- I love to run more than I like to do most anything else in the whole world. When I take a break from running and I have to start again, it hurts and it sucks and I dread starting. But once I pick it up again it’s like being able to breathe. I can finally breathe. On days like that I swear I can’t even stand to be home. I don’t want to make dinner. I don’t want to pay the bills, write posts, answer questions or handle appointments. I just want to be on the street feeling the run. I swear my soul literally becomes lighter as I run. It must be a condition.
- I love Angelina Jolie. I know a lot of people are passionately against her but whatever. I think she’s talented and brilliant and kind and whatever mistakes she’s made she’s apparently trying to fix her karma by being an incredible humanitarian. I love that if it’s a good kind generous basic obvious ~you should be supporting this~ cause, she’s supporting it…women’s rights, refugees, education, conservation…I could go on and on.I hopped over to Wikipedia to get a little information and make sure it was accurate and instead I ended up overwhelmed with everything she does. I can’t even get my blog written most days. Could I be her in my next life?…
- As long as we’re being totally brutally honest here and everyone is judging me…I might as well throw this out there. I’m pretty over seeing the hateful mean posts from everyone tearing apart Khloe Kardashian and Lamar Odom. This is a man who has struggled with addiction and his wife who is trying to support him. I don’t care who she is. I don’t care how she got famous. I don’t care how he got where he is. All I care about is that they are people and are both in pain. He’s in the hospital now having made some really bad decisions. And he’s the only person in the whole world who’s ever made bad decisions and ended up in the hospital. ::sarcasm:: He has years of rehab ahead of him and I can’t help but admire his wife who has chosen in compassion to stop the divorce and stand by him as he attempts to heal. And this family gets to do this in full view of the public. Judgment and all. I was reading comments where people were saying how ridiculous it was the Khloe and Lamar story was being told when Paris had just happened… Who wants to hear about those idiots? But my God is compassionate and he finds their pain to real and valid and in need of His grace.
- I am beyond grateful for the gift of healthcare and the gift of Botox for my migraines... today I have my first session since…I’ve lost track. I’m only a month behind but it’s been a rough four months..this go round. However…to be brutally honest I’m pretty freakin’ scared because it really hurts to have it done and since I know it hurts, I’m dreading it. Totally dreading it. And also looking forward to it. But mostly dreading it. I know, I suck.

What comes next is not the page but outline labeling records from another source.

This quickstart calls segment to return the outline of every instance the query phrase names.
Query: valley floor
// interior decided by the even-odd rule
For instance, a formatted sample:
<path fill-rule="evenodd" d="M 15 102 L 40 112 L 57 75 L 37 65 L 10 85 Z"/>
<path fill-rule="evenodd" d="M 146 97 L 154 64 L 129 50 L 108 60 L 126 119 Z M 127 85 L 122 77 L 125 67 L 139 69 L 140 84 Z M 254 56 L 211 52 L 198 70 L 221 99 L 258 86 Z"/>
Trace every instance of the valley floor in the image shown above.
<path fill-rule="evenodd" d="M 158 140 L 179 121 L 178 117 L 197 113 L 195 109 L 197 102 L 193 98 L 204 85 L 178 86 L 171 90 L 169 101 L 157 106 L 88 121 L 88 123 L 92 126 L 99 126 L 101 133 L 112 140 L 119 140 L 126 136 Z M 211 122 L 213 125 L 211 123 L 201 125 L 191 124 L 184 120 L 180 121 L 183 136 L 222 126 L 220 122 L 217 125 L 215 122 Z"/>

- I’m so sad about the Syrian refugees and the shameful and disgusting way our country and our leaders have shown what a warm and friendly place we are ::sarcasm:: by voting to close up shop and not help those people who need somewhere to go. The irony is lost on no one that it is happening at this time of year, this giving time when we are historically supposed to be thinking of others, being generous and helping those less fortunate. My God would want me to provide help to someone in need. Would I open my home? Yes. Absolutely. We should be ashamed of ourselves for not doing all we can for these people.
I get it. Random stuff that’s been on my mind. Had to clear the cobwebs out…..
Hollie and I walked and ran in a chilly breezy mix today. The walk/run was a mix and the chilly breeze was a mix. It was a gorgeous day out and we still managed to freeze our butts off. Or at least I did. Also, I walk really fast and she struggles with shorter legs so I’m certain I’m irritating.
No pot though…we walked early and school was just getting out so maybe they didn’t have time to light up…or maybe they had to do homework first? So many maybes. We’ll meet up again on Saturday.
I ended up spending the evening at my computer and I swear my butt is just…dead. I’m So tired of sitting. I need one of those standing desks. Where he hell would I put it? I used to stand at my teller desk all the time. I loved that. I miss it.
I also miss tellering. yep. In case anyone wondered. I miss my job. I miss math. I miss the people. Sad but true.